From 872e308bc2cf76e8a0b27dfb42ee5611127a8035 Mon Sep 17 00:00:00 2001
From: Kay0u <pierre.moltess@gmail.com>
Date: Wed, 6 Nov 2019 21:39:26 +0900
Subject: [PATCH] Use new permission system

---
 actions.json                   | 22 ----------
 config_panel.json              | 14 -------
 manifest.json                  |  2 +-
 scripts/actions/public_private | 74 ----------------------------------
 scripts/config                 |  9 -----
 scripts/install                |  3 +-
 scripts/upgrade                |  5 +--
 7 files changed, 4 insertions(+), 125 deletions(-)
 delete mode 100644 scripts/actions/public_private

diff --git a/actions.json b/actions.json
index e3b6513..e283eca 100644
--- a/actions.json
+++ b/actions.json
@@ -1,26 +1,4 @@
 [
-    {
-        "id": "public_private",
-        "name": "Move to public or private",
-        "command": "/bin/bash scripts/actions/public_private",
-        "user": "root",
-        "accepted_return_codes": [
-            0
-        ],
-        "description": {
-            "en": "Change the public access of the app."
-        },
-        "arguments": [
-            {
-                "name": "is_public",
-                "type": "boolean",
-                "ask": {
-                    "en": "Is it a public app ?"
-                },
-                "default": true
-            }
-        ]
-    },
     {
         "id": "web_account",
         "name": "External users",
diff --git a/config_panel.json b/config_panel.json
index 965a554..67fef52 100644
--- a/config_panel.json
+++ b/config_panel.json
@@ -6,20 +6,6 @@
             "name": "GitLab configuration",
             "id": "main",
             "sections": [
-                {
-                    "name": "Public access",
-                    "id": "is_public",
-                    "options": [
-                        {
-                            "name": "is_public",
-                            "ask": {
-                                "en": "Is it a public app ?"

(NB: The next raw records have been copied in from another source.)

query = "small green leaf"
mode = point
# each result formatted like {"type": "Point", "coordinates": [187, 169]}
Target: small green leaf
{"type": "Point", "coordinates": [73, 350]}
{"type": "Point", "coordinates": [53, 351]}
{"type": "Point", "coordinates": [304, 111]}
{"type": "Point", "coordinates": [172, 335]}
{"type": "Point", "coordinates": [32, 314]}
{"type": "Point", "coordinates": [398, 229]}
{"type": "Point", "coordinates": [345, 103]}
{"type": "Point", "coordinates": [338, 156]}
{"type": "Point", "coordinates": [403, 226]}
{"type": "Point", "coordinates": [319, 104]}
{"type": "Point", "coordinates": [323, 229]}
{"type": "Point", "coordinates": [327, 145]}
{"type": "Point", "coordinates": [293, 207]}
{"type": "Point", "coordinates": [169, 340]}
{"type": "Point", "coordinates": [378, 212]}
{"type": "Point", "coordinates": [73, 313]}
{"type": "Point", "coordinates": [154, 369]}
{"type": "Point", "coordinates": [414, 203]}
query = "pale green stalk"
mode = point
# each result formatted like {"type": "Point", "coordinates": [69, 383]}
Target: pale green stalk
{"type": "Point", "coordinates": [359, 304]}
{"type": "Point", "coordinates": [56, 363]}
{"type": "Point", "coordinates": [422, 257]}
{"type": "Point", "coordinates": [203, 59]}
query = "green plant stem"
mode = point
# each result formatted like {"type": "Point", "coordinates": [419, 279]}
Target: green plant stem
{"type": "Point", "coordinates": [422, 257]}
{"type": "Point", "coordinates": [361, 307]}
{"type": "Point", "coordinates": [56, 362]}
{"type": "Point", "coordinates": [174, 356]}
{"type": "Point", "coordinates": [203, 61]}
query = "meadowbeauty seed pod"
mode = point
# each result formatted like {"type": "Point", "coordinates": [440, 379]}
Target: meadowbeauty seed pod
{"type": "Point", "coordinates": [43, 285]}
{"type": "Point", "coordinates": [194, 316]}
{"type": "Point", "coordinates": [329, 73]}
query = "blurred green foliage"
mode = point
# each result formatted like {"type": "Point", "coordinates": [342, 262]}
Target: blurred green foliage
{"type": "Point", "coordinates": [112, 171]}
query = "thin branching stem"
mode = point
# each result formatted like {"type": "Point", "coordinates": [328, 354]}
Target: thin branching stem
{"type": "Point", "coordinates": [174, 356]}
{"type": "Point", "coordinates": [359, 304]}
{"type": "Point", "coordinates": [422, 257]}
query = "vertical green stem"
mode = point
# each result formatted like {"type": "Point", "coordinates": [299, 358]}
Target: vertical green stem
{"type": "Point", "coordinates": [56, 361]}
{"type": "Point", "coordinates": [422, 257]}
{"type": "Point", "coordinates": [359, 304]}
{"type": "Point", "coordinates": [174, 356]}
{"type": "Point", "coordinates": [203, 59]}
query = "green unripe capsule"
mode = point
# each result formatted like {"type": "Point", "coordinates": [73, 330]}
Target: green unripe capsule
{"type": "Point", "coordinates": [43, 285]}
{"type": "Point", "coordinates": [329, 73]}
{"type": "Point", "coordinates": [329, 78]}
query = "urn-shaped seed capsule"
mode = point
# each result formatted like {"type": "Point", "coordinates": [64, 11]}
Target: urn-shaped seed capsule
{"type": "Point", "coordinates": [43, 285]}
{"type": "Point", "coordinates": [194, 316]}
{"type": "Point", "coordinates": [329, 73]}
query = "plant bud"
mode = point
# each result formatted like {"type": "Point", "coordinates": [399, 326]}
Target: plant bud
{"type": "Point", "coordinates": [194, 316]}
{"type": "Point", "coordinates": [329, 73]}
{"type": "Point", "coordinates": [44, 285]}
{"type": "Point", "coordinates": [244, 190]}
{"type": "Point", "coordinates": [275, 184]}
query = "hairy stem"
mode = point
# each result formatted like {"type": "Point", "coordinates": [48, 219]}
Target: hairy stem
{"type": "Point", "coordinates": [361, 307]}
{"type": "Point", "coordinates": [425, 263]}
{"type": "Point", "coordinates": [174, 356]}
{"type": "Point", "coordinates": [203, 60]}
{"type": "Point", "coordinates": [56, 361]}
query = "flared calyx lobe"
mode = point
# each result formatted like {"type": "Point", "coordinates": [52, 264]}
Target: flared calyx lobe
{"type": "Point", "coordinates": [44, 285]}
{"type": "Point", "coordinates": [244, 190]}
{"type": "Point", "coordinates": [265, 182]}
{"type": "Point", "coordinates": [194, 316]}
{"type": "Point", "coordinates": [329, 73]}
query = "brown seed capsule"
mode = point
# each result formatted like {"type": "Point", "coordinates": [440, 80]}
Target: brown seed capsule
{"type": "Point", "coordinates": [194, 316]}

-                            },
-                            "type": "boolean",
-                            "default": true
-                        }
-                    ]
-                },
                 {
                     "name": "Overwriting config files",
                     "id": "overwrite_files",
diff --git a/manifest.json b/manifest.json
index 26f5bab..c0fcad1 100644
--- a/manifest.json
+++ b/manifest.json
@@ -14,7 +14,7 @@
         "email": "pierre@kayou.io"
     },
     "requirements": {
-        "yunohost": ">= 3.6.0"
+        "yunohost": ">= 3.7.0"
     },
     "multi_instance": false,
     "services": [
diff --git a/scripts/actions/public_private b/scripts/actions/public_private
deleted file mode 100644
index 5aa6f5d..0000000
--- a/scripts/actions/public_private
+++ /dev/null
@@ -1,74 +0,0 @@
-#!/bin/bash
-
-#=================================================
-# GENERIC STARTING
-#=================================================
-# IMPORT GENERIC HELPERS
-#=================================================
-
-source scripts/_common.sh
-source /usr/share/yunohost/helpers
-
-#=================================================
-# RETRIEVE ARGUMENTS
-#=================================================
-
-# Get is_public
-is_public=${YNH_ACTION_IS_PUBLIC}
-
-app=${YNH_APP_INSTANCE_NAME:-$YNH_APP_ID}
-
-#=================================================
-# CHECK IF ARGUMENTS ARE CORRECT
-#=================================================
-
-#=================================================
-# CHECK IF AN ACTION HAS TO BE DONE
-#=================================================
-
-is_public_old=$(ynh_app_setting_get --app=$app --key=is_public)
-
-if [ $is_public -eq $is_public_old ]
-then
-	ynh_die "is_public is already set as $is_public." 0
-fi
-
-#=================================================
-# SPECIFIC ACTION
-#=================================================
-# MOVE TO PUBLIC OR PRIVATE
-#=================================================
-if [ $is_public -eq 0 ]; then
-	public_private="private"
-else
-	public_private="public"
-fi
-ynh_script_progression --message=--message="Moving the application to $public_private..." --weight=1
-
-# Make app public if necessary
-if [ $is_public -eq 0 ]; then
-	ynh_app_setting_delete $app unprotected_uris
-else
-	# unprotected_uris allows SSO credentials to be passed anyway.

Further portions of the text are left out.